Em terceiro lugar, como bem se vê, todo este regime dificulta sobremaneira o acesso dos cidadãos estrangeiros ao exercício de uma actividade profissional, mantendo e agravando mesmo as condições de discriminação no acesso ao emprego.

Em quatro lugar, esta Proposta de Lei é estigmatizadora dos cidadãos de outros países ao pretender associar o trabalho de estrangeiros ao trabalho clandestino, quando se sabe que o fenómeno do trabalho ilegal em Portugal está muito longe de se restringir aos trabalhadores estrangeiros, afectando um número largamente superior de trabalhadores nacionais.

Perguntar-se-á, com inteiro cabimento, como é que se compreende que o Governo proponha a extinção do regime de quotas de contratação, eliminando os limites de contratação de trabalhadores estrangeiros e pretenda ao mesmo tempo, manter o sistema de fiscalização policial que existia para o fazer cumprir, ainda mais agravado. Este facto, parecendo absurdo, tem o mérito de tornar claros os objectivos do Governo. É que os mecanismos de fiscalização instituídos não se destinam a fazer cumprir a legalidade das relações de trabalho, mas são acima de tudo uma instrumentalização do direito laboral para efeitos de repressão policial de estrangeiros em situação ilegal. É essa promiscuidade que o Governo pretende, não apenas manter, mas agravar, tanto mais que se anunciam já novas e graves alterações da legislação de acesso e permanência de estrangeiros em Portugal.
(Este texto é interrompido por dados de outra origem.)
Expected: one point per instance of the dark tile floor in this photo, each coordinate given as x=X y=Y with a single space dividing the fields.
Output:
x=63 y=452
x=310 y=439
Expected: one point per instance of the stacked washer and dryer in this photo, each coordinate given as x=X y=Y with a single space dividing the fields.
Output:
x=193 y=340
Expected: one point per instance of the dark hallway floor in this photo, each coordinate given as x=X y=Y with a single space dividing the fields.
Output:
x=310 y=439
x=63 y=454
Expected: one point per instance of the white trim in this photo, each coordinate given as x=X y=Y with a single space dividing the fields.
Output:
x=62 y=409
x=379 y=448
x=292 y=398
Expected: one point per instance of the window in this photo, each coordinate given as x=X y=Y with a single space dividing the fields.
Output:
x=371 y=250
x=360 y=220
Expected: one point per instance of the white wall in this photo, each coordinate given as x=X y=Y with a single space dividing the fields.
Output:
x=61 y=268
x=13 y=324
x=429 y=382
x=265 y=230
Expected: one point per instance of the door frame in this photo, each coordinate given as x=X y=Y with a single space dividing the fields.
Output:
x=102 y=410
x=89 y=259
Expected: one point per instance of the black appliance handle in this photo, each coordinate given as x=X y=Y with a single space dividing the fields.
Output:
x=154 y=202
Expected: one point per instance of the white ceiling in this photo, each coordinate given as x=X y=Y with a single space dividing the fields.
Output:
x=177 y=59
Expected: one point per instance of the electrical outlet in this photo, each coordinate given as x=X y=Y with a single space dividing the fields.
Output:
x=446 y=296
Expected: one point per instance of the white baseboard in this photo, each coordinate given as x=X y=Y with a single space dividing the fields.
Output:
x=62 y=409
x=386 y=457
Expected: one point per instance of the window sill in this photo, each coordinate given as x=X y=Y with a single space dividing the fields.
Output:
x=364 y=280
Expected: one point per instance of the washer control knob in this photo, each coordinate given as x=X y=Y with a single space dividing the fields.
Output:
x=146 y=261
Como bem sintetiza um recente comunicado do Grupo de Trabalho do PCP para as questões da imigração e das minorias étnicas, a proposta de lei do Governo continua a discriminar os trabalhadores imigrantes em Portugal, confunde perversamente a regulação das relações de trabalho com o combate à imigração ilegal, e favorece na prática o recurso ao trabalho clandestino que diz combater, ao dificultar a legalização do trabalho dos imigrantes.